I’ve been receiving a number of private messages about SROS, and so rather then all this valuable discussion accumulating dust in my inbox, I though I’d start a thread here for the rest of the community’s benefit.
I should think for now, Q&A about the design of SROS would also be appropriate here, as SROS is bound to change, and so archiving such topics on answers.ros.org may no yet be the best place for early developments.
So please give us shoutout or followups about SROS here so we can all stay on the same page. I’ll try and be as active as gradschool will afford, but posting here may enable someone else to respond when my inbox backs up.
The following is my current understanding on SROS workflow:
SROS keyserver first creates keypairs and certificates for the root and master nodes.

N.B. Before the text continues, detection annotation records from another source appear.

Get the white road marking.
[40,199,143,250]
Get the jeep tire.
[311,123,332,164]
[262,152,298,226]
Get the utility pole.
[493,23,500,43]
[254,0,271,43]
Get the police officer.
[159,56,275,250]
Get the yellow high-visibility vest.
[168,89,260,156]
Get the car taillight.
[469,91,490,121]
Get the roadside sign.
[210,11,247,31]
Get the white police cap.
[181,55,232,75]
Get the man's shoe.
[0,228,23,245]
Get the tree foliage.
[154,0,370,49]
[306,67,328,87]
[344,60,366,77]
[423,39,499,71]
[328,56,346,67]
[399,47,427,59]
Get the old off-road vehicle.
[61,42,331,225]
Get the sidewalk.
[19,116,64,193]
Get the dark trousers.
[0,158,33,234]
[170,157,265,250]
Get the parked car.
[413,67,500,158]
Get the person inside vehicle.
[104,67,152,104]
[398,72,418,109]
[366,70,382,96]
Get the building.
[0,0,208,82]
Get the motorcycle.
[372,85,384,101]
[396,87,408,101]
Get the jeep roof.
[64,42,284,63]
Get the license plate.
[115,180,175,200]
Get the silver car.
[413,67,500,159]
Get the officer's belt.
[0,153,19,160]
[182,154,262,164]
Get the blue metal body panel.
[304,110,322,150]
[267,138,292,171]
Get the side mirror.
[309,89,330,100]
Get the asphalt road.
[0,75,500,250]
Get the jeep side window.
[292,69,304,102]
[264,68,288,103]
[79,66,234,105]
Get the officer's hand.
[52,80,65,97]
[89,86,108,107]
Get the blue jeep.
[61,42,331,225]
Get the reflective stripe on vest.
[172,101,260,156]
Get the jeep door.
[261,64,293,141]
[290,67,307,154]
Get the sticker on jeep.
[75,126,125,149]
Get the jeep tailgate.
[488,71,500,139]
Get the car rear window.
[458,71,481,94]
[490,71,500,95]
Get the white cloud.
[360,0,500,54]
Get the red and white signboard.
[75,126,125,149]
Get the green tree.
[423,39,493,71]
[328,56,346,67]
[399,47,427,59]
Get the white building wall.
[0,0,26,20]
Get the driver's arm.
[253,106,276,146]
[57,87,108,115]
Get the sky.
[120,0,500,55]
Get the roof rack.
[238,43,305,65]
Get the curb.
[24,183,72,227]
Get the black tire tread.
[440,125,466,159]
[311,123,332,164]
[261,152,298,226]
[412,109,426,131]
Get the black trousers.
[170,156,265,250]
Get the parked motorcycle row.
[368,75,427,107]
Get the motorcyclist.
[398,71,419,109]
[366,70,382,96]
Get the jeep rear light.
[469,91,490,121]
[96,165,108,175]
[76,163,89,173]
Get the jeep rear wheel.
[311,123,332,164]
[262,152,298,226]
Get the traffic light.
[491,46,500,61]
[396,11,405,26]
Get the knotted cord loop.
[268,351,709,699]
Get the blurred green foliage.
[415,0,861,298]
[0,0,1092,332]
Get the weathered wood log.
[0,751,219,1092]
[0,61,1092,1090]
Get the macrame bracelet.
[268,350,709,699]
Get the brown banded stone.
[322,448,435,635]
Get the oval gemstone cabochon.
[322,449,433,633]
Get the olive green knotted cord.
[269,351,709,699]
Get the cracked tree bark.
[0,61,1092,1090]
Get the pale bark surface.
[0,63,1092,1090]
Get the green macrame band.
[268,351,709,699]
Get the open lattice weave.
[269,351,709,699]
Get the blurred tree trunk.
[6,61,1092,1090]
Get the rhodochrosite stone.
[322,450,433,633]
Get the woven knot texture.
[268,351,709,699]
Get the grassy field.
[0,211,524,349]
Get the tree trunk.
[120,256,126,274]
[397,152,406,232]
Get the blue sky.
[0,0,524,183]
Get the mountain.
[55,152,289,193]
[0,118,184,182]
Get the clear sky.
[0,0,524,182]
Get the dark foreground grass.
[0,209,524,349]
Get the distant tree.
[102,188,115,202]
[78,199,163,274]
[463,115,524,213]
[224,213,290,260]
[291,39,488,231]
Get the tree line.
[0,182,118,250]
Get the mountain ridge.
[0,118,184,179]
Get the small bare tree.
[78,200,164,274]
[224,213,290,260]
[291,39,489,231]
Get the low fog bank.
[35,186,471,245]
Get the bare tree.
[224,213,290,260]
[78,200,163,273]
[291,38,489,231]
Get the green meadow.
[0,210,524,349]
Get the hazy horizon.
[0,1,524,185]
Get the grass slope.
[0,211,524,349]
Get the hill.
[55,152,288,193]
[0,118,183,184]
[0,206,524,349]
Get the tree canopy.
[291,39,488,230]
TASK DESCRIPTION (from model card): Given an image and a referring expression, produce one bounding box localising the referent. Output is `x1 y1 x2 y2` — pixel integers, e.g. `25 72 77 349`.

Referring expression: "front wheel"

When publisher/subscriber nodes are launched for the first time, the keyserver creates keypairs and certificates for them. Subsequently, nodes send their certificates to the master and master signs/verifies the certificates and registers the nodes.
Finally, these nodes can use these master-verified certificates to create a TLS channel between them and have an encrypted communication.
I hope you could answer a few questions on SROS for me.
Do you assume a one-to-one synchronous TLS communication between the nodes using topics for communication (similar to ROS services)?
If I understand correctly the keyserver only generates the keys, certificates for the nodes (based on the user-defined configuration, policies etc.) but it does not sign the node’s public key certificate i.e. keyserver does not act as CA for nodes. In the current SROS implementation, does the rosmaster register the node and sign its certificate acting as a CA when a node connects to the rosmaster for the first time?
If yes, does the rosmaster authenticate or check the node’s authorization rights before it registers the node and verifies its certificate?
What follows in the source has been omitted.